Lenguaje esotérico de las políticas de educación superior
Febrero 7, 2015

Rowan Williams criticises ‘inhuman and divisive’ jargon of higher education policy

29 January 2015 | By

Jargon demanded by REF ‘risks isolating universities from rest of society’

Rowan Williams profile

Source: Alamy

Plain speaking: Rowan Williams calls for a stop to the use of language that ‘dehumanises academics’

The language of government higher education policy and the research excellence framework divorces academics from “the language of actual human beings” and risks isolating universities from the rest of society, according to former Archbishop of Canterbury Rowan Williams.

Dr Williams, who is now master of Magdalene College, Cambridge, spoke out against trends such as the description of academic research as “outputs” in the Council for the Defence of British Universities annual lecture on 19 January. He argued that the use of language demanded by the REF – which uses the term “outputs” – was “corrupting” for academics.

The annual general meeting of the CDBU, held alongside the lecture at the British Academy in London, heard that the organisation made a £3,391 loss in 2013-14.

But leaders of the organisation, which was founded in 2012 to combat the marketisation of higher education and now has 660 members, said there would be no loss this year.

Gordon Campbell, chair of the CDBU’s executive committee and professor of Renaissance studies at the University of Leicester, told Times Higher Education: “Our priorities for the forthcoming year are stimulating debate within the sector about the REF, and encouraging political parties to be explicit about their policies with respect to tuition fees.”
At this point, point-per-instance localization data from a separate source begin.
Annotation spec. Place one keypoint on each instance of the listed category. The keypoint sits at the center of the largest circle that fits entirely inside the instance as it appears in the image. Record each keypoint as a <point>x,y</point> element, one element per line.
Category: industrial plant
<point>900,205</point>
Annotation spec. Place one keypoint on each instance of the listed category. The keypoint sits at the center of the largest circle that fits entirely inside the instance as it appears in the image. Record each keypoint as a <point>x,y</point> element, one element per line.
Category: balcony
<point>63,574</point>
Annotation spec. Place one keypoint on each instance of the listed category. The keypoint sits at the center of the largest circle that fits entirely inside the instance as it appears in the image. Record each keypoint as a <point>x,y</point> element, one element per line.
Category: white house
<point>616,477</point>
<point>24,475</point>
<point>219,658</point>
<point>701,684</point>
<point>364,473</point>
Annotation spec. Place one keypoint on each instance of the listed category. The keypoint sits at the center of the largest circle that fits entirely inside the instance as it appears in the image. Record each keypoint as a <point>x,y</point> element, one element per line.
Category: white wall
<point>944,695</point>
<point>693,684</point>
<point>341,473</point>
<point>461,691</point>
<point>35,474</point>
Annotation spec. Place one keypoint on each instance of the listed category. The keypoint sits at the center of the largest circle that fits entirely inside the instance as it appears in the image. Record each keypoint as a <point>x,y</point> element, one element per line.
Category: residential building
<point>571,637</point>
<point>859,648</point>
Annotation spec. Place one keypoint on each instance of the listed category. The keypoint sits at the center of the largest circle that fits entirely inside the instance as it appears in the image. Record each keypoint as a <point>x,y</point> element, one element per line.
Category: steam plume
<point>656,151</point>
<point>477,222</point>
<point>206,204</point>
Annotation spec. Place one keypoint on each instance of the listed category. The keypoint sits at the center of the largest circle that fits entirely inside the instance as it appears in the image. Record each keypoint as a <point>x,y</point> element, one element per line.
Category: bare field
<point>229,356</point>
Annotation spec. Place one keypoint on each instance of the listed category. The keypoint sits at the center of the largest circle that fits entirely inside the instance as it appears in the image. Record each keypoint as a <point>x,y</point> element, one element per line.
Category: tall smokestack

In a lecture titled “Have we homogenised knowledge?”, Dr Williams argued the case for the “diversity of intellectual enterprise” in universities. He criticised “government consultation documents on higher education” for their “barbarity and incoherence”.

Such documents made a “tidy segmentation of the desired output of academic activity”, dividing it into “improvement of the economic performance of our society” and “what are endearingly referred to as quality-of-life benefits”, he continued.

Dr Williams asserted that the rise of a “new barbarity” puts “academic work…on the wrong side of the divide between self-serving jargon and the language of actual human beings”.

This use of language was “de-humanising the academic” and “isolating” academics from civil society, he said, “putting them on the side of those who speak in that particular kind of language: control, closure and somewhat crudely crafted measurement”.

He added that if universities “are not to be exclusive, specialist factories, turning out highly processed information for quality-of-life benefits…they need space”.

Answering questions from the audience, Dr Williams also said: “When we think about what the ‘strategy’ of our institution is, we know perfectly well the pressures that will be upon us to produce in a certain way.

“I know, too, that people cope with REF exercises by…composing submissions from the appropriate language. I think the word ‘corrupting’ was used earlier. That’s one of the ways in which it happens.”

CBDU’s loss came as membership income fell to £15,332 in 2013-14 from £21,746 the previous year, while spending rose to £18,740 from £6,938.

The increased expenditure was mainly on “consultancy and website fees”, which rose to £14,445 from £5,566. The bulk of this spending is understood to have gone to support research on the sector.